Alphadictionary.com

twerp

Printable Version
Pronunciation: twêrp Hear it!

Part of Speech: Noun

Meaning: An insignificant, annoying person.

Notes: Today's odd little word is a lexical orphan without any related derivations. Of course, we are free to add the suffix -y and create an adjective, twerpy, which opens the way for a noun twerpiness. The adjective already appears 23,200 times on the Web and the noun, about 2460 times.

In Play: Young siblings often perceive each other as twerps: "Mom, will you speak to Winthrop! The little twerp rode my bike to the playground and got mud all over it!" But twerpiness is not bound by size or age, for it is, after all, in the eye of the beholder: "The little twerp in accounting took me to a hamburger joint for dinner last night; I'll never go out with him again!"

Word History: Today's Good Word remains of uncertain origin, but it might have originated in the name of a student at Exeter College, Oxford, around the turn of the 20th century.
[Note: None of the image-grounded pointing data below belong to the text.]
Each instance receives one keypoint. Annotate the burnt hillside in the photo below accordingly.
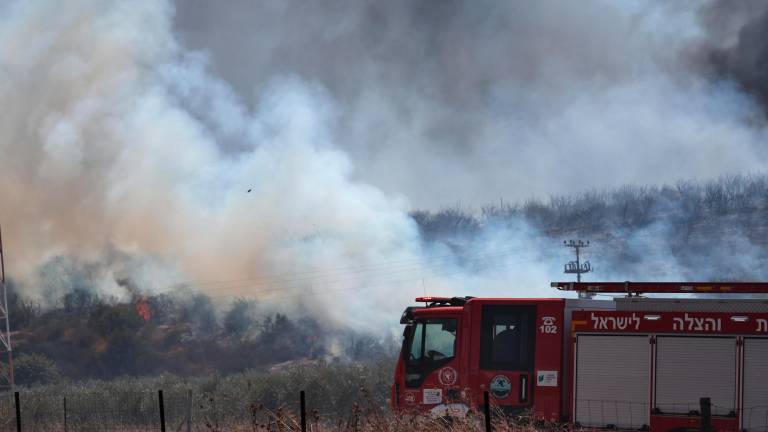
(716, 230)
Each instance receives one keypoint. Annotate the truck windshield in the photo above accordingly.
(428, 345)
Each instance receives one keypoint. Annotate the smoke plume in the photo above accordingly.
(275, 149)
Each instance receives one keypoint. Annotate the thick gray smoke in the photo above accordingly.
(471, 101)
(133, 131)
(737, 48)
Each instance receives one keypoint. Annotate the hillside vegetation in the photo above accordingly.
(714, 230)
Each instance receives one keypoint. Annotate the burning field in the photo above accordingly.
(238, 200)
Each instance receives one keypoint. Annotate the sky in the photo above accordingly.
(469, 102)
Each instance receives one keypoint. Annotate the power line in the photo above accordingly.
(576, 267)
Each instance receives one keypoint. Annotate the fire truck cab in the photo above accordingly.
(631, 362)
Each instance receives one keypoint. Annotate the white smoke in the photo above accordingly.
(117, 141)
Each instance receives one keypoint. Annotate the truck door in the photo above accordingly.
(432, 362)
(507, 353)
According to a letter from J. R. R. Tolkien published in 1981, the original twerp was T. W. Earp, an acquaintance of Tolkien, who ". . . Lived in O[xford] at the time when we lived in Pusey Street (rooming with Walton, the composer)." Whether Tolkien was writing tongue in cheek or not is difficult to discern; however, Roy Campbell in his book Portugal (1957) makes the same claim. Earp matriculated in the Michaelmas Term, 1911. The first known published example of the word appeared in 1925, fitting the time frame established by Tolkien and Campbell very nicely. T. W. Earp was a poet and translator, not one of the gunfighters at the OK Corral.